Chapter 23:

The End of a Journey

The Knight of the Golden Rose


In the two days that we had left together, Anselm and I walked through the castle, ate all sorts of delicacies, hunted in the king's personal forest, listened to the minstrels, cuddled with each other, and pursued so many more activities that I cannot list them all. It was as if we were trying to condense a lifetime's worth of company into those two days because we did not know when we would see each other again.

In a blink of an eye, the two days were up, and the grain shipment was prepared. The cart, taller than any man, required five horses to pull and was piled high with bags of wheat that were so full they spilled like water. Glistening pods of grain covered the cart's bottom. I asked the driver if I could ride with him. He shrugged and said yes, there's enough room. I gave Anselm one last hug and climbed up.

As we began to leave, I looked down and waved to Anselm, who had been watching me the entire time. I tried to burn his fluttering hair, handsome jawline, and still slightly-chubby cheeks into my memory. I never wanted to forget that figure.

He opened his mouth for one last exchange between us.

"I love you, Cecilia!" The words reverberated in the courtyard then flew away like birds.

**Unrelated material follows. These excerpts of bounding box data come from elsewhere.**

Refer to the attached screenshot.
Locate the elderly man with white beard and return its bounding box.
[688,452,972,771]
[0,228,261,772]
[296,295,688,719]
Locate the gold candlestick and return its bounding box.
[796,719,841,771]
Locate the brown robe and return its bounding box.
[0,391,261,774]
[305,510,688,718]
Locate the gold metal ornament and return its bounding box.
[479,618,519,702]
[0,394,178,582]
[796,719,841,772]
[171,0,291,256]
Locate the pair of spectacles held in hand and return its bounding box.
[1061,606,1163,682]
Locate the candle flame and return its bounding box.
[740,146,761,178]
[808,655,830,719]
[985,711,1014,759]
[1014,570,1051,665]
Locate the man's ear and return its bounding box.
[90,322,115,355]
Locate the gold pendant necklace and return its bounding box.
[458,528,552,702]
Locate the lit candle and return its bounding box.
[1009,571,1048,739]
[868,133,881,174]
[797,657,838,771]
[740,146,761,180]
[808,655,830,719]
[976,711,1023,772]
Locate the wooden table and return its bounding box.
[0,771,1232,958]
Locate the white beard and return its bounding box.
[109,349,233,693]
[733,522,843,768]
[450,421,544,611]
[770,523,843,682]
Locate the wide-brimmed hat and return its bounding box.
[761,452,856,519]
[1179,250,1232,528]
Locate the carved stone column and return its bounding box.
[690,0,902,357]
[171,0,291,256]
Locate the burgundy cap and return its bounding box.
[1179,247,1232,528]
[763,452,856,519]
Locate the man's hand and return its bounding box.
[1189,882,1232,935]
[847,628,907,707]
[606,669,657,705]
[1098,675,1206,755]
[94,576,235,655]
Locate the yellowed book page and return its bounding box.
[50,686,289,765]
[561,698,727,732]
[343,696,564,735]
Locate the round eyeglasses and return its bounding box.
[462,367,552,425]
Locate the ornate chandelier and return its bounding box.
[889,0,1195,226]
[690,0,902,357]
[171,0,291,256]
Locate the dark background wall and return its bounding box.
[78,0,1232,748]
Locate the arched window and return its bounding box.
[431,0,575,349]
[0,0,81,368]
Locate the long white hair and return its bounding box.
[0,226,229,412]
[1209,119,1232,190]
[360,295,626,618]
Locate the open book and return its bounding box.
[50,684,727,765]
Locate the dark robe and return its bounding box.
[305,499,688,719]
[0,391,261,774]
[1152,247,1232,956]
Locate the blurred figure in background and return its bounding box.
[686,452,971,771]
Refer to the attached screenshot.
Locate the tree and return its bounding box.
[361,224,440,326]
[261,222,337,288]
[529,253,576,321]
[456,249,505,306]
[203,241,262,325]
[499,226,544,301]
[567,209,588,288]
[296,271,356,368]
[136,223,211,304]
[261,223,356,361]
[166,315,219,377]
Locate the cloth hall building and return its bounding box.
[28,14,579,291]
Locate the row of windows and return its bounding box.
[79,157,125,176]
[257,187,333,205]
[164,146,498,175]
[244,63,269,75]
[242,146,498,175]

For a split second, I thought about jumping off the cart and running back into those familiar arms. A bolt of fear shot through me. Was returning home a decision I would regret?

But I had already made this decision two days ago, hadn't I? Because I knew life with that boy was simply a fantasy and I had my own burdens to bear. I forced my legs to keep still, and the waves of anxiety slowly receded.

Instead, I said "I love you too!" and kept waving even when the horses started moving and we were going, going, gone, and Anselm disappeared like a tiny speck of dust behind the horizon. Goodbye, goodbye, and thank you for everything. I'll miss you.

And I tried not to think about him too much lest I burst into tears before we were even out of the city.

The journey to the village was not nearly as long as the journey to the castle because we took no detours and stayed no longer than a single day at any one village, be it for sleep or food. The cart was much more spacious than a single horse, so my body was not in as much pain at the end of the day.

Unfortunately, as I expected, the cart driver was not much of a talker, and I spent most of those months alone with my thoughts.

I relived my adventures with Anselm and all the people we had met. Asfutus, Charlotte, all the wise peasant farmers, Lord Barrymont, the former Lord Barrymont, Sir Acton and the other knights, Edith, Bathsheba, the shepherd boy, and so many other faces flashed before me.

And then finally I came to Anselm, who elicited so many different emotions in me that I ran out of names to call them. Every time I thought of him my heart ached, and my head became numb. My stomach churned. My hands shook. And at night when the cart driver had already gone to bed, I cried so much that surely I used up my entire life's worth of tears.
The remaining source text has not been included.